Cela représente le début d’une nouvelle morale qui met à distance une réflexion éthique et vient gommer un débat, une contradiction, pour laisser la place à l’expert savant, qui n’est plus le clinicien qui a fait sa preuve mais le supposé savant qui sait la preuve et décide de ce qui est conforme.
Nouvelle morale, cadrant la pensée d’une option sécuritaire, là ou elle devrait au contraire s’appuyer sur l’observation clinique et la responsabilité du passage, véritable cadre d’humanisation de notre travail.
On assiste ainsi à une pratique sans la clinique qui devient un acte lié à un savoir qui ne questionne plus l’éthique et qui devient l’instrument d’un Autre (science, politique, marché).
Les normes du bon soin n’auront plus qu’à se mettre à régenter la diversité, souvent tragique, toujours humaine de notre pratique enrobée du prestige de ce « scientisme » mais dans un champ dévasté, en ruine et avec un rôle de collaborateur qui ne fera que renforcer la fabrique des exclus.
Tout cela pour baliser, redistribuer le marché de la santé mentale et ainsi planifier et contrôler tous les comportements sociaux et individuels.
Dans le contexte actuel nous sommes ordonné à une politique de santé publique qui cherche à mettre en place des stratégies thérapeutiques de masse beaucoup plus qu’a favorisé des soins individuels.
Ceci va dans le sens d’une normalisation qui ne peut amener qu’une réification du patient car il est réduit à un objet de soins.
La psychiatrie ne repose pas sur des discours partiels qui se voudraient représentatifs d’une totalité et qui entraînent une réduction des approches aux dépens les unes des autres avec une négation de la complexité.
Nous sommes dans une ère de post-modernité individualiste où toute véritable communauté, avec un sentiment d’identité et de solidarité, semble avoir disparu ou avoir subi le discrédit.
L’émancipation individuelle consolide la domination de la technostructure et elle aboutit à ce paradoxe ; jamais les hommes n’auront été à la fois aussi bien portants et aussi malheureux.

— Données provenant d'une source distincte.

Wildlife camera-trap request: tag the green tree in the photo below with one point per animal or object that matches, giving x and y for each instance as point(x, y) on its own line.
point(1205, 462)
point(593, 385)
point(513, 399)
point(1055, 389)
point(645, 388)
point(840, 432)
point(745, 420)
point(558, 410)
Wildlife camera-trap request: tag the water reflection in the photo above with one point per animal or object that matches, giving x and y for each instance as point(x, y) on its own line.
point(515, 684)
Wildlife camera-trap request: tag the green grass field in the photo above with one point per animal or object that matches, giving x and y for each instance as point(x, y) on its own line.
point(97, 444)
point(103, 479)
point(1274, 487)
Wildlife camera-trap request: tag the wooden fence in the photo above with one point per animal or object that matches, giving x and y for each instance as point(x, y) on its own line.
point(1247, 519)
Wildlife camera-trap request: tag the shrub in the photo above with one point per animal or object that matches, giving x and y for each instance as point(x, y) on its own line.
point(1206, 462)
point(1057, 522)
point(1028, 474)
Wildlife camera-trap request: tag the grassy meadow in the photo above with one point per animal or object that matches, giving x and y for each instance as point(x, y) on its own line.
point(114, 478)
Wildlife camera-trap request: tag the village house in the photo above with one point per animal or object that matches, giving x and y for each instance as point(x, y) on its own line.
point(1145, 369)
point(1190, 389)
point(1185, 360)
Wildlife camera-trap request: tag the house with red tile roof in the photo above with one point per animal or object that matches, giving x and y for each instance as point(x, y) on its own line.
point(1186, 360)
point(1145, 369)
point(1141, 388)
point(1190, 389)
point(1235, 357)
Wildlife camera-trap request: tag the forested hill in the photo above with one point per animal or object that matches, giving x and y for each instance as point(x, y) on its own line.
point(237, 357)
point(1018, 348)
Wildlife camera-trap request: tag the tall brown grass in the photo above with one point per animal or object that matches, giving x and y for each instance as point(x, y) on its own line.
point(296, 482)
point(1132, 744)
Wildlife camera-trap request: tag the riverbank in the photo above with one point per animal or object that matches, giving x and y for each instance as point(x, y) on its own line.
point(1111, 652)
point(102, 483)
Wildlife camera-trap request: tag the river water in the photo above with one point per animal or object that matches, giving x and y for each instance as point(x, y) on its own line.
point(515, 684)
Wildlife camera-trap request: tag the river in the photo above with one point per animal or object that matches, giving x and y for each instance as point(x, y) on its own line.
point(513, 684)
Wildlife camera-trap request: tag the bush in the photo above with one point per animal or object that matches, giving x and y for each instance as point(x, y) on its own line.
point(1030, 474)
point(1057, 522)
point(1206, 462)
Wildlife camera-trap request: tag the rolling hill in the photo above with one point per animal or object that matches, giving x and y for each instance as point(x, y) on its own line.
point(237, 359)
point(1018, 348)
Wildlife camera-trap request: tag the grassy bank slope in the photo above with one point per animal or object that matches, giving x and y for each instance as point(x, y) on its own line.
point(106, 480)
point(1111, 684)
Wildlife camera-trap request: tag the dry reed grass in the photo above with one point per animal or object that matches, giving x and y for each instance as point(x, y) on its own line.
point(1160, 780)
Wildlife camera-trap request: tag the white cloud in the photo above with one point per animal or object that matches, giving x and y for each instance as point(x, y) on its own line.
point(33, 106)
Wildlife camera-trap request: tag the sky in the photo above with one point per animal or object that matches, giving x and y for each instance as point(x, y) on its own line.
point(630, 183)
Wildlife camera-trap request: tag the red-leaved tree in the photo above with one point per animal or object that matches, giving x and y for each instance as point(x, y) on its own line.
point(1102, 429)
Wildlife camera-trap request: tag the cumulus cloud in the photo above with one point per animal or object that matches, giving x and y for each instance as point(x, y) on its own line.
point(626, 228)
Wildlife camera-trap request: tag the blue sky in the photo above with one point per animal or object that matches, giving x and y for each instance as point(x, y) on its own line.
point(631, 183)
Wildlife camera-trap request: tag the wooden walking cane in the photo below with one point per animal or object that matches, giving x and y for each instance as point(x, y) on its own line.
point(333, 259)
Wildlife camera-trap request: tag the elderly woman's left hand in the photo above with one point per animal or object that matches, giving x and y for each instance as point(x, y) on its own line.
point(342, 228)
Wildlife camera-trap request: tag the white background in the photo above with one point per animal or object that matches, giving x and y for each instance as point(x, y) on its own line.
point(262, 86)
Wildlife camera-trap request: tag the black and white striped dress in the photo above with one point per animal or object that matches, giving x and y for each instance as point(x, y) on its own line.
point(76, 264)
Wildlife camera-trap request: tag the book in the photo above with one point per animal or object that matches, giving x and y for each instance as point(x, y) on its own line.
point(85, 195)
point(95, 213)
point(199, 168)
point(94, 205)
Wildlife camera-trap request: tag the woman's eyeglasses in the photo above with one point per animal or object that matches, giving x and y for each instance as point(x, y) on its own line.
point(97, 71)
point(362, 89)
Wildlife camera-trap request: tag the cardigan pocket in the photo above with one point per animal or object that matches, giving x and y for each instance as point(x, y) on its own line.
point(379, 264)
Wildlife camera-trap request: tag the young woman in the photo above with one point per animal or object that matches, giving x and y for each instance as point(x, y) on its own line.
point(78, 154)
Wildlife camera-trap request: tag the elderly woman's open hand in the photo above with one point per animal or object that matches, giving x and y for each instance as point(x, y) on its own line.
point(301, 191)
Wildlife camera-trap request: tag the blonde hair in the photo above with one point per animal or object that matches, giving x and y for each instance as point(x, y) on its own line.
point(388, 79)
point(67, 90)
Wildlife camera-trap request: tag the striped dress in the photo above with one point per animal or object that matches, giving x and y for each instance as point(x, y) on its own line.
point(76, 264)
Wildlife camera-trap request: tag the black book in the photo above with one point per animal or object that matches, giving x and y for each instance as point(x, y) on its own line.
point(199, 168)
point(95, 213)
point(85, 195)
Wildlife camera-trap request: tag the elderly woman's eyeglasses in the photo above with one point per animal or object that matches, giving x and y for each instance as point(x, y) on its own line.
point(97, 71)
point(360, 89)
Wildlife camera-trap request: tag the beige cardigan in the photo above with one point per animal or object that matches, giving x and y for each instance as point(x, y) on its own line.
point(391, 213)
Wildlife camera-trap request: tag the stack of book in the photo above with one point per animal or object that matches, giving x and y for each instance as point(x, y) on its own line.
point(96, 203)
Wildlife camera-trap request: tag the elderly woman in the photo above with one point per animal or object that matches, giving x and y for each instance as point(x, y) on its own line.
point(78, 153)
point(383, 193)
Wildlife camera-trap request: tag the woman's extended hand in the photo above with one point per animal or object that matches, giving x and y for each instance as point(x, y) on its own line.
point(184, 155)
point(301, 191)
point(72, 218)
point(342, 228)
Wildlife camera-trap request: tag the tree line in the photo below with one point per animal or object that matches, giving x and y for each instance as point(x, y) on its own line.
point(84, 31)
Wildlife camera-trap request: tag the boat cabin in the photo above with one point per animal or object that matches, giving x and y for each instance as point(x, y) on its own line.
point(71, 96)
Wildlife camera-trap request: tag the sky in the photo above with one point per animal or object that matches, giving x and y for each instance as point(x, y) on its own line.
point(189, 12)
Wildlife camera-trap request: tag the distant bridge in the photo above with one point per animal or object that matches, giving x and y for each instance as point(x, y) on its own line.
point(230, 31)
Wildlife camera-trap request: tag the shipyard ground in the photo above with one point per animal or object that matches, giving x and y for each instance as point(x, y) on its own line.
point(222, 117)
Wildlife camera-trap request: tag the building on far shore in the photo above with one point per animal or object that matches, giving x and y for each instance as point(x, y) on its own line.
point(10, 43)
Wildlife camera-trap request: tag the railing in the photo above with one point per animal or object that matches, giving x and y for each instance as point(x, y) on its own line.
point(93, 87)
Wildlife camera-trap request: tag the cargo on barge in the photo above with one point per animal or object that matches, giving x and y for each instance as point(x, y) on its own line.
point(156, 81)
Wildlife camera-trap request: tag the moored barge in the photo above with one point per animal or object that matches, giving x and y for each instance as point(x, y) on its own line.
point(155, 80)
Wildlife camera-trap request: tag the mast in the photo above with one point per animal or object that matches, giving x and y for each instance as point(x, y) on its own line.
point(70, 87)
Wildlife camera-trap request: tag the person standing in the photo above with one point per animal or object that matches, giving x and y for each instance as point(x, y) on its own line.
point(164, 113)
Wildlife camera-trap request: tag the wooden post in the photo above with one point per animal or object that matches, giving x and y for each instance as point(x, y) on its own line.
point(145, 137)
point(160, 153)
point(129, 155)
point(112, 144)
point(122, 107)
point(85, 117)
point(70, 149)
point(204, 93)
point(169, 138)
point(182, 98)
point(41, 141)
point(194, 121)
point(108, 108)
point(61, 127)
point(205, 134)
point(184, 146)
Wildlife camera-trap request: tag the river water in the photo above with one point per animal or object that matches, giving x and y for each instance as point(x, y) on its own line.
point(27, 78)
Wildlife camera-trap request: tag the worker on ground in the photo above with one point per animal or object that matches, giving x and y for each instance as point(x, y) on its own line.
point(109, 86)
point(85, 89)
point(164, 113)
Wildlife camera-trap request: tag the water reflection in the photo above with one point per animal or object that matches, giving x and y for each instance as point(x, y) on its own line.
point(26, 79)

Notre pratique, se soutient d’une clinique qui s’étaye de nombreuses références et s’appuie sur la dimension subjective ce qui doit nous éviter des impostures du côté d’un certain discours de la science qui comme le rappelle G Ganguilhem « une recherche qui fait évanouir son objet n’est pas objective ».
Il est nécessaire de soutenir une position épistémologique et le cadre de la psychiatrie pour éviter une réduction syndromique et des dérives, des collaborations en contradictions avec les exigences de notre pratique et de notre éthique.
Prévention et psychiatrie sont des liaisons dangereuses et demande la plus grande prudence, pour ne pas dire plus, pour éviter la création de dispositif de normes, de contrôles et ainsi d’exclusions.